Mumbai’s Jewish heritage attracts tourists


Bombay’s merchant prince and philanthropist David Sassoon arrived in the city in 1832 after fleeing Baghdad due to persecution by Iraqi ruler Dawud Pasha. “At a stopover in Bushire, a port town in south west Iran, he went to a palmist and asked for advice about where he could make his fortune. The palmist suggested India,” says Ralphy Jhirad, a Bene Israeli Jew, while standing at the foot of a towering marble statue of Sassoon in the foyer of the David Sassoon Library and Reading Room.

In the last 30 years, Ralphy and his wife, Yael, have related this tale to countless Jewish tourists curious to know more about the community’s 2000-year-old history in India. As India’s most celebrated Baghdadi Jew, who amassed immense wealth and set up a trading empire straddling both Asia and Europe, the Sassoon patriarch is a captivating figure for foreign visitors. Ralphy equates David Sassoon with Mayer Amschel Rothschild, a European Jew, who established an international banking family through his five sons. “The Sassoon family was called the Rothschilds of the East because David placed his three sons in England, China and Japan and then traded with those countries through them,” he explains.
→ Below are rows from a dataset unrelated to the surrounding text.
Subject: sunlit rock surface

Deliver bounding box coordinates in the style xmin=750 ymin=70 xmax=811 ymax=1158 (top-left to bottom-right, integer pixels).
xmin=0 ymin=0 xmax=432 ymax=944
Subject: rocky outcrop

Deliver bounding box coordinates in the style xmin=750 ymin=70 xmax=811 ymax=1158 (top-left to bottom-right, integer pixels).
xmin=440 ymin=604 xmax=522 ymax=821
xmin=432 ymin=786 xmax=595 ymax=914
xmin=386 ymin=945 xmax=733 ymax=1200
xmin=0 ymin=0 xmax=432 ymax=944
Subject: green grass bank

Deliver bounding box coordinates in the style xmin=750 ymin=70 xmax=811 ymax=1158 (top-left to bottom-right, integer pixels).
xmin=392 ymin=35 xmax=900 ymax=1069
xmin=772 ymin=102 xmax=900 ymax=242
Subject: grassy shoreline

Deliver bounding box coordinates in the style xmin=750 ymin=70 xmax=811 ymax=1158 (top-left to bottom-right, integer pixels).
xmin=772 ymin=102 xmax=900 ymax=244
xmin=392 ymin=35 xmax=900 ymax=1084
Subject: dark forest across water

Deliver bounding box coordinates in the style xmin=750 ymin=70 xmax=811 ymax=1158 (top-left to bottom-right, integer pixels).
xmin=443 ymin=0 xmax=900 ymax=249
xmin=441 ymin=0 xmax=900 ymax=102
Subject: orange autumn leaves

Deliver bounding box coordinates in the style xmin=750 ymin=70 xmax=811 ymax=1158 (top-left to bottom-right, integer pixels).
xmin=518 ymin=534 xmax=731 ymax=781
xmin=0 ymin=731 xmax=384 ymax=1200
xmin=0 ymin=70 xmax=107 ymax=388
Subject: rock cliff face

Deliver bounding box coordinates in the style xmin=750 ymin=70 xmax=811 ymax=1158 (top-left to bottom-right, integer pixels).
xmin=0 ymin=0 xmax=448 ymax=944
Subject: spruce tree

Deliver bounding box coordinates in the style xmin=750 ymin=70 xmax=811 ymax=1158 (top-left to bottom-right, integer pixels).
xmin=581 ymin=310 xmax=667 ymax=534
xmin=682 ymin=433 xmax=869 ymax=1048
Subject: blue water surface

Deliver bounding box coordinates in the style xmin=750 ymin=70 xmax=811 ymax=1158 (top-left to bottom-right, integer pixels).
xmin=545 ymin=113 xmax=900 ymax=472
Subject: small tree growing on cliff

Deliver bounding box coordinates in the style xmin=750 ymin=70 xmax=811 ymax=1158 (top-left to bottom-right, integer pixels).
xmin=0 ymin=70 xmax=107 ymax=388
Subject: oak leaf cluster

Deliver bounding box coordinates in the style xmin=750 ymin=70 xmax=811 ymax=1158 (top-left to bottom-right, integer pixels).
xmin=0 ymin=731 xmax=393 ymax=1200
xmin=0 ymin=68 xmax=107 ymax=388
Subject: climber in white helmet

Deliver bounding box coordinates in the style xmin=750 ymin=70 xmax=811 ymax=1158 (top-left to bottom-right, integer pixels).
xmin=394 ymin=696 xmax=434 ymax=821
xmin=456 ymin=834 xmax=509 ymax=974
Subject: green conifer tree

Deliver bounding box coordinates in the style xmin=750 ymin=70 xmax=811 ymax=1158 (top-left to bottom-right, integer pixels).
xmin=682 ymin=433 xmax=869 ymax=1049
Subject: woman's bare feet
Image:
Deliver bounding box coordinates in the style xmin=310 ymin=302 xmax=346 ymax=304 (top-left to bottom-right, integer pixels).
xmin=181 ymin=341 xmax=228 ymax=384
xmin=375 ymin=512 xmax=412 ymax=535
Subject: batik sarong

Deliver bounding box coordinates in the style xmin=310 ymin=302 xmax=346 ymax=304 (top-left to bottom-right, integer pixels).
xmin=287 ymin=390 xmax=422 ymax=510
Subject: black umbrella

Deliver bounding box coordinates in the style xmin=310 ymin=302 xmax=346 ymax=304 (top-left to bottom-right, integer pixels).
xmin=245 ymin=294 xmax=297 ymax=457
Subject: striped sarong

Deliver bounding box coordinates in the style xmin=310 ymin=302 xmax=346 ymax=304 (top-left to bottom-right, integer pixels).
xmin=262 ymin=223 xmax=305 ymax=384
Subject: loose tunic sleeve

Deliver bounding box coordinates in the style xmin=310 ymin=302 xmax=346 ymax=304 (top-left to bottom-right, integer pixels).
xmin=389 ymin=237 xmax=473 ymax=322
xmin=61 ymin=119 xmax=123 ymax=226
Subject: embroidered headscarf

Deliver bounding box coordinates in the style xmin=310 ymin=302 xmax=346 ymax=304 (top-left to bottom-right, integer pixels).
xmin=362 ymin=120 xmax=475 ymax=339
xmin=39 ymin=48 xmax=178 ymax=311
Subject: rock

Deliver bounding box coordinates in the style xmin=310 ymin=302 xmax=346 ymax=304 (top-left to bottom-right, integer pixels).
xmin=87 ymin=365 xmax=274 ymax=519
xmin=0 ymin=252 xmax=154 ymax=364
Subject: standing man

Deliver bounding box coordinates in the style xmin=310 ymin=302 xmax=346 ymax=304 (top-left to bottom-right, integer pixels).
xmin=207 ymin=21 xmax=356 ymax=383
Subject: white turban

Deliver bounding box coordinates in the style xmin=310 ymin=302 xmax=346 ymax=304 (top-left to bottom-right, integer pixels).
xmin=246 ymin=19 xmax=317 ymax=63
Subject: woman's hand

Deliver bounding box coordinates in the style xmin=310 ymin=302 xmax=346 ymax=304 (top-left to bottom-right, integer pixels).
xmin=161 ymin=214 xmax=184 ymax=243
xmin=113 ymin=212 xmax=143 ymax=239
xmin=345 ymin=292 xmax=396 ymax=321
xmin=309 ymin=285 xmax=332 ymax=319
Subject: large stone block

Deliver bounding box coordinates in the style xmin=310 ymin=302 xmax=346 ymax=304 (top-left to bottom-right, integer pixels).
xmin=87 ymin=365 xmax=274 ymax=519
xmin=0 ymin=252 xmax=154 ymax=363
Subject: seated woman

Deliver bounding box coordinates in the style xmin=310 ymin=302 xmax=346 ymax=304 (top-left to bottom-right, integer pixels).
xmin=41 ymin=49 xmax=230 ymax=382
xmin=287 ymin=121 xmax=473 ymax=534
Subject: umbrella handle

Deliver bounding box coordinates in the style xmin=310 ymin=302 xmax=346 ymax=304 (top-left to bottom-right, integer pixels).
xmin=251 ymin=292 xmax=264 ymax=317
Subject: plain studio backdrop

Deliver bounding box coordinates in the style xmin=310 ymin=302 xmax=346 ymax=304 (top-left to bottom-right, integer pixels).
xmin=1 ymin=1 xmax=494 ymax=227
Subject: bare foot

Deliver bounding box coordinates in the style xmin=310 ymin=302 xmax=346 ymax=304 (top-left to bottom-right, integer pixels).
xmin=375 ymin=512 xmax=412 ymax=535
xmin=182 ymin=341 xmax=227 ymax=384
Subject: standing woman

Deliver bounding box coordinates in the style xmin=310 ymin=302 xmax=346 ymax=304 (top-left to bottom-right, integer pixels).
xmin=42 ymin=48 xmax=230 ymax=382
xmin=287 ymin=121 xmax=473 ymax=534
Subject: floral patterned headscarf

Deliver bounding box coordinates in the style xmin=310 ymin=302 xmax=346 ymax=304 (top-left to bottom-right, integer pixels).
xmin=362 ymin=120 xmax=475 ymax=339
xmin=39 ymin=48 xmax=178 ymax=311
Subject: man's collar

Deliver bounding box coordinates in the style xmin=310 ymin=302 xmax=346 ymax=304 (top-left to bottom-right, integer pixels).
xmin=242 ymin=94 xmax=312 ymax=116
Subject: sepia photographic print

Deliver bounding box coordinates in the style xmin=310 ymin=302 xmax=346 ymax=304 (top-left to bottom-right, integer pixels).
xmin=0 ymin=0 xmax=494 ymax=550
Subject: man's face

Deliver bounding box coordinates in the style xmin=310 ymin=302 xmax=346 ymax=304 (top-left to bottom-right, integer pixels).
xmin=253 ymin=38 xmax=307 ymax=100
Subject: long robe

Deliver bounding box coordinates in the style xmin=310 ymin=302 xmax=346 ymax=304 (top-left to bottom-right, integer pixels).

Yael calls Ralphy one of the “pioneers” of Jewish tourism in India because he conducted his first big tour for a British rabbi and his 45 congregants as far back as 1985. He then approached the tourism department and convinced them to include a Jewish module in the tour guides’ course. “They liked the idea,” recalls Ralphy, who drafted the syllabus and became a faculty member. Yael took the course and is today listed on Mumbai’s Tourist Guides Association (TOGA) website. She says over a 100 tourists approach her for the Jewish heritage tour each season.